La pénurie de personnel enseignant et suppléant continue de faire rage au Québec. Face à cette crise, les centres de services scolaires (CSS) déploient des solutions à court terme qui ne suffisent pas à enrayer le problème.
Geneviève Sirois, chercheuse en éducation à l’Université TÉLUQ, a recensé les mesures mises en place par les CSS et leur impact. Pour y arriver, elle a sondé 46 centres et mené des entrevues avec 25 professionnels qui travaillent dans sept CSS.
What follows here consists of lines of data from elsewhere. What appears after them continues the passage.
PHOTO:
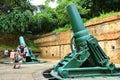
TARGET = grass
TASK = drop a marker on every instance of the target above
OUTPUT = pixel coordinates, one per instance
(103, 15)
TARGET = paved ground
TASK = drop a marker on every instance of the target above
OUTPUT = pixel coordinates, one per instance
(26, 72)
(34, 72)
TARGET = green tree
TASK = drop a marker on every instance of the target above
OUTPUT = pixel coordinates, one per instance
(44, 21)
(15, 15)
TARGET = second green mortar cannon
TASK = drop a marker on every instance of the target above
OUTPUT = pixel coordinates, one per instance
(88, 59)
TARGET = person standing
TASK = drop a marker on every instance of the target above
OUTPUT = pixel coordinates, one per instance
(6, 54)
(17, 60)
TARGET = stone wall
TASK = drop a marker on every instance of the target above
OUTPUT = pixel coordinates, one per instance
(107, 31)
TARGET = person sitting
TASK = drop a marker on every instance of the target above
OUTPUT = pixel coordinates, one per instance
(17, 60)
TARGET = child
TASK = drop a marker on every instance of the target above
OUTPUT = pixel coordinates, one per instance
(12, 53)
(17, 60)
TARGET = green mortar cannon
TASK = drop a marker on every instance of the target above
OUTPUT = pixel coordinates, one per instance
(88, 58)
(30, 58)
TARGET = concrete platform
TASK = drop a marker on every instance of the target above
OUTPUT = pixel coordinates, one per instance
(26, 72)
(35, 72)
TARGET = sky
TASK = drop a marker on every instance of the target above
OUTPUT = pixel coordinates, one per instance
(38, 2)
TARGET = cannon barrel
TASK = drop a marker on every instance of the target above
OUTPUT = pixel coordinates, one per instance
(88, 58)
(80, 33)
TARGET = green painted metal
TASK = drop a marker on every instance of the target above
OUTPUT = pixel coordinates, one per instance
(88, 59)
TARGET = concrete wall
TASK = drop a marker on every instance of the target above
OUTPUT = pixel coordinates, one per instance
(107, 31)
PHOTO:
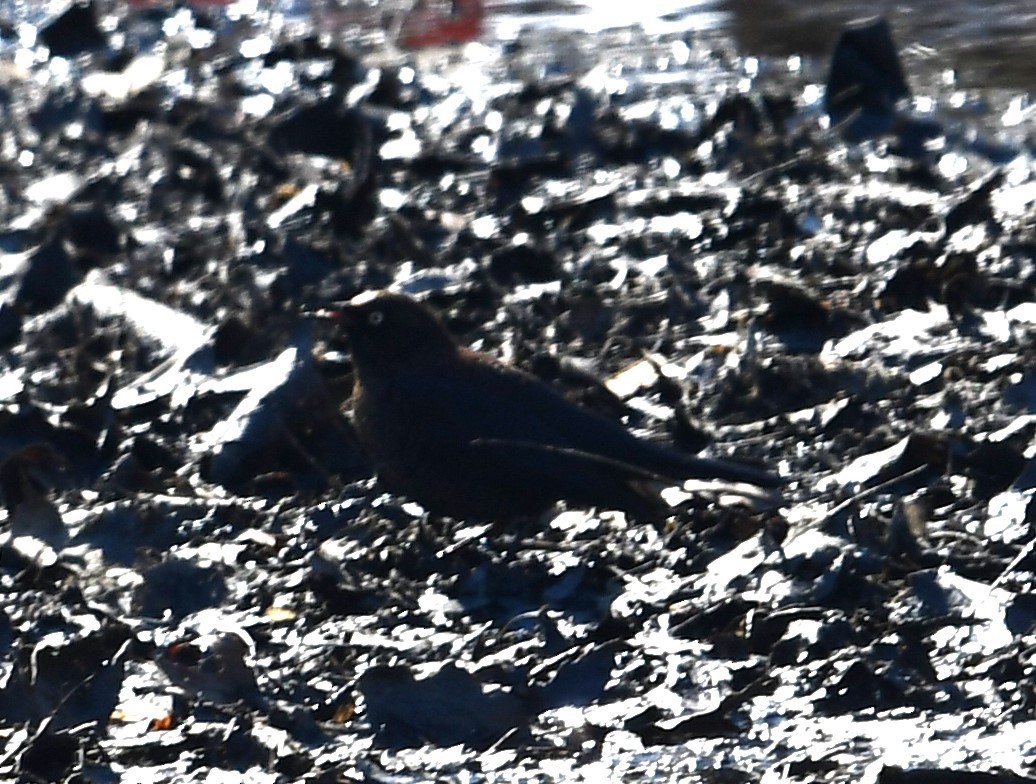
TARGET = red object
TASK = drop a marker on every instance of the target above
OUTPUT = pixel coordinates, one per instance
(426, 27)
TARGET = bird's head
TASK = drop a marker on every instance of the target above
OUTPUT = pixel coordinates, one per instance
(385, 329)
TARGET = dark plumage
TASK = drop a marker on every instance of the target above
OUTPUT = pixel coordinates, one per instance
(469, 437)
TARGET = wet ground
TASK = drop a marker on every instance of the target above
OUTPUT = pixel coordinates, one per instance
(200, 577)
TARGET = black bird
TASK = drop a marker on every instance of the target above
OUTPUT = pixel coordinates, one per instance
(468, 437)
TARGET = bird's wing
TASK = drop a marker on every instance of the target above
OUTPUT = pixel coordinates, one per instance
(533, 412)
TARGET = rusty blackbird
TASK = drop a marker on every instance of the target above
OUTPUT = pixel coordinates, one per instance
(468, 437)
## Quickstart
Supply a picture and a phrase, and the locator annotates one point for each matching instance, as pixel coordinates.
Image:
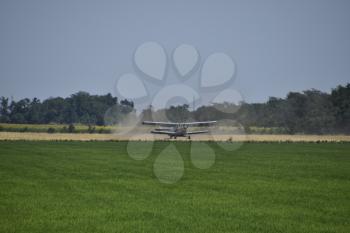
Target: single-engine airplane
(175, 129)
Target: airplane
(178, 129)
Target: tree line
(78, 108)
(310, 111)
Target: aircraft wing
(160, 123)
(163, 132)
(171, 124)
(198, 132)
(199, 123)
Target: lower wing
(198, 132)
(162, 132)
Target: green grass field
(97, 187)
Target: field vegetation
(96, 187)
Le constat est sans appel : tous les CSS sont confrontés à cette pénurie qui les oblige à penser à très court terme, afin qu’il y ait une personne enseignante dans chaque classe tous les matins. Cela crée une concurrence entre les divers centres, qui s’efforcent d’attirer et de retenir du personnel.
Les CSS, qui étaient alors des commissions scolaires, ont aussi pâti d’un cycle de coupes budgétaires en éducation dans les années 2010. La plupart ont choisi de ne pas réduire les services directs aux élèves et ont plutôt amputé les services de soutien, notamment dans les ressources humaines (RH). Les centres ont donc aujourd’hui moins de personnel en RH pour combler leurs besoins de personnel enseignant.
De plus, la pénurie complique l’intégration des recrues, puisqu’on ne peut pas libérer les employés d’expérience pour les former. Les CSS embauchent donc beaucoup d’enseignantes et d’enseignants qui ne sont pas légalement qualifiés, lesquels représentaient une personne enseignante sur dix dans les écoles publiques en mars 2025, selon des données du ministère de l’Éducation du Québec (sans compter les milliers de suppléantes et de suppléants non qualifiés).
La recherche de Geneviève Sirois montre que les CSS n’ont pas les ressources nécessaires pour apporter des solutions à long terme à la crise. Le gouvernement et les acteurs du monde de l’éducation doivent réfléchir à des changements plus systémiques, pour attirer et garder plus de personnes dans cette profession.